Stream: git-wasmtime

Topic: wasmtime / PR #10260 x64: rework new assembler rule prior...


view this post on Zulip Wasmtime GitHub notifications bot (Feb 20 2025 at 19:06):

abrown requested cfallin for a review on PR #10260.

view this post on Zulip Wasmtime GitHub notifications bot (Feb 20 2025 at 19:06):

abrown requested wasmtime-compiler-reviewers for a review on PR #10260.

view this post on Zulip Wasmtime GitHub notifications bot (Feb 20 2025 at 19:06):

abrown opened PR #10260 from abrown:assembler-priorities to bytecodealliance:main:

See commit messages for details.

view this post on Zulip Wasmtime GitHub notifications bot (Feb 20 2025 at 19:19):

cfallin submitted PR review:

Thanks! Some thoughts on ordering below but otherwise LGTM.

view this post on Zulip Wasmtime GitHub notifications bot (Feb 20 2025 at 19:19):

cfallin created PR review comment:

It may be a personal preference, but I find the rule-sets easier to read / double-check when they are sorted descending by priority, rather than organized by some other column (type, here). Would you mind regrouping that way so we can see the overall prioritization?
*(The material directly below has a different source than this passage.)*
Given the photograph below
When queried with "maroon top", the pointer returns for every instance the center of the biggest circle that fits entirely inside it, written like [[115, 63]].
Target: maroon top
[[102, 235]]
view this post on Zulip Wasmtime GitHub notifications bot (Feb 20 2025 at 19:35):

abrown submitted PR review.

view this post on Zulip Wasmtime GitHub notifications bot (Feb 20 2025 at 19:35):

abrown created PR review comment:

I agree that we should do descending priority (3 ... 2 ... 1) but this type-based reorganization is @alexcrichton's doing. @alexcrichton, thoughts?

view this post on Zulip Wasmtime GitHub notifications bot (Feb 20 2025 at 19:37):

abrown submitted PR review.

view this post on Zulip Wasmtime GitHub notifications bot (Feb 20 2025 at 19:37):

abrown created PR review comment:

(another question is what should the priorities be: shouldn't GPR-matching be highest priority since we expect that to be picked most often? Etc.)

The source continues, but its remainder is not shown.